The Equal Employment Opportunity Commission announced a race discrimination settlement with Alliant Techsystems, Inc., a multibillion-dollar defense and aerospace company founded in Minneapolis. The company, which is commonly known as ATK, has agreed to pay $100,000 to a woman the EEOC believes was not hired because of her race.
According to the federal agency, the woman, an IT and tech support worker who is African American, applied for a job at ATK's Eden Prairie location, where she would have been providing tech support for company executives. She was initially told that she had gotten the job, but ultimately the company rejected her in favor of a white male.
ATK gave reasons for the reversal of its hiring decision, but the EEOC concluded that those reasons were pretextual -- meaning they were a pretence to cover a decision based on race.

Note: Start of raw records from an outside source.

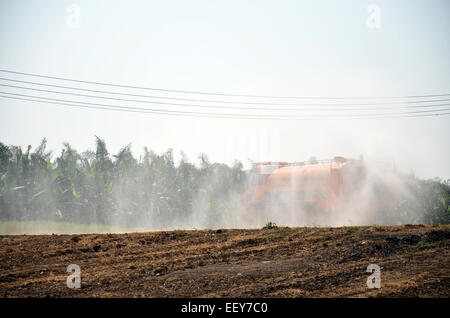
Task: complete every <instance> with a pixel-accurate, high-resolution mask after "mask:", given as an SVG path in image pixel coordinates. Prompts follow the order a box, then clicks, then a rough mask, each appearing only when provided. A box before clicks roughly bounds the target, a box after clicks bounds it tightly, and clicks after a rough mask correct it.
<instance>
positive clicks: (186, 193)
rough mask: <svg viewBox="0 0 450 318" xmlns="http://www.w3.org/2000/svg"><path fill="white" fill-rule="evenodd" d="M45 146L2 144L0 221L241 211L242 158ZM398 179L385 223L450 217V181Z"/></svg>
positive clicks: (0, 147)
mask: <svg viewBox="0 0 450 318" xmlns="http://www.w3.org/2000/svg"><path fill="white" fill-rule="evenodd" d="M46 145H47V141H46V139H45V138H44V139H43V140H42V141H41V143H40V144H39V146H37V147H36V148H35V149H33V150H32V147H31V146H28V147H26V149H25V150H24V149H23V148H22V147H20V146H14V145H5V144H4V143H2V142H0V221H63V222H72V223H82V224H106V225H108V224H112V225H120V226H124V227H147V228H160V229H164V228H175V227H178V228H180V227H185V228H186V227H194V228H195V227H197V228H198V227H200V226H201V227H220V226H230V224H232V223H230V221H231V220H229V219H226V218H227V217H228V218H230V216H232V217H234V218H237V219H238V218H239V217H240V216H242V214H241V213H242V203H243V202H242V200H243V193H244V190H245V187H246V185H247V178H248V172H246V171H245V170H244V168H243V165H242V163H241V162H238V161H236V162H235V163H234V164H233V165H232V166H229V165H226V164H221V163H211V162H209V161H208V158H207V156H206V155H204V154H202V155H200V156H199V158H198V162H197V164H194V163H192V162H189V161H188V159H187V157H186V155H184V154H183V153H181V159H180V161H179V163H178V164H175V162H174V158H173V152H172V150H170V149H169V150H167V151H166V152H164V153H162V154H157V153H155V152H153V151H152V150H149V149H148V148H144V153H143V155H142V156H140V157H139V159H136V158H135V157H134V156H133V154H132V152H131V145H127V146H125V147H123V148H122V149H121V150H120V151H119V152H118V153H117V154H114V155H111V154H110V153H109V152H108V150H107V147H106V144H105V141H104V140H102V139H100V138H98V137H96V138H95V150H94V151H91V150H87V151H84V152H81V153H80V152H78V151H77V150H75V149H74V148H72V147H71V146H70V144H68V143H64V144H63V146H64V147H63V149H62V151H61V153H60V154H59V155H58V156H56V157H55V158H54V159H53V158H52V157H53V156H52V153H51V152H50V151H48V150H47V148H46ZM402 178H403V179H402V182H403V184H404V186H405V188H407V190H408V193H410V194H411V195H409V196H406V197H404V198H400V199H398V202H395V205H394V208H393V209H392V210H391V211H380V213H383V214H385V215H388V218H386V219H387V220H389V221H388V222H389V224H404V223H425V224H434V223H447V224H448V223H450V206H449V202H450V186H449V182H448V181H442V180H439V179H433V180H420V179H418V178H416V177H414V176H402ZM281 213H282V212H281ZM199 218H201V220H199ZM239 222H240V221H239V220H234V223H233V225H237V226H242V227H245V222H243V220H242V222H240V223H239Z"/></svg>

"We found it was clear that ATK rejected Green because of the color of her skin, and not because of her skills, and that's illegal as well as unjust," said a regional attorney for the EEOC's Chicago district, which is in charge of discrimination cases in Minnesota and surrounding states.
After its initial attempts to settle the claim with ATK were unsuccessful, the EEOC had filed a lawsuit on the woman's behalf in the U.S. District Court for the District of Minnesota. The case was then settled out of court through a consent decree.
By the terms of the settlement, ATK will pay the African American female tech worker $100,000, and it will also be required to review its employment policies and train the entire staff of its Eden Prairie location and its headquarters in Virginia on nondiscrimination laws. In addition, the company must ensure that it does not discriminate based on race in the future and does not retaliate against anyone should complaints arise. The company operates 60 facilities in 22 states, Puerto Rico and abroad.
Interestingly, the settlement specifically requires ATK to review its policies relating to taking and maintaining proper notes on job interviews. The company must review those policies for compliance with both Title VII of the Civil Rights Act (the federal law prohibiting race discrimination in the workplace) and other record-keeping laws.
Although the defense manufacturer did not agree to settle the dispute until it was filed in court, the EEOC praised the company for agreeing to the consent decree.
"We congratulate the company for agreeing to the terms of this decree, particularly the non-monetary relief, which will protect and benefit its employees," said the regional attorney.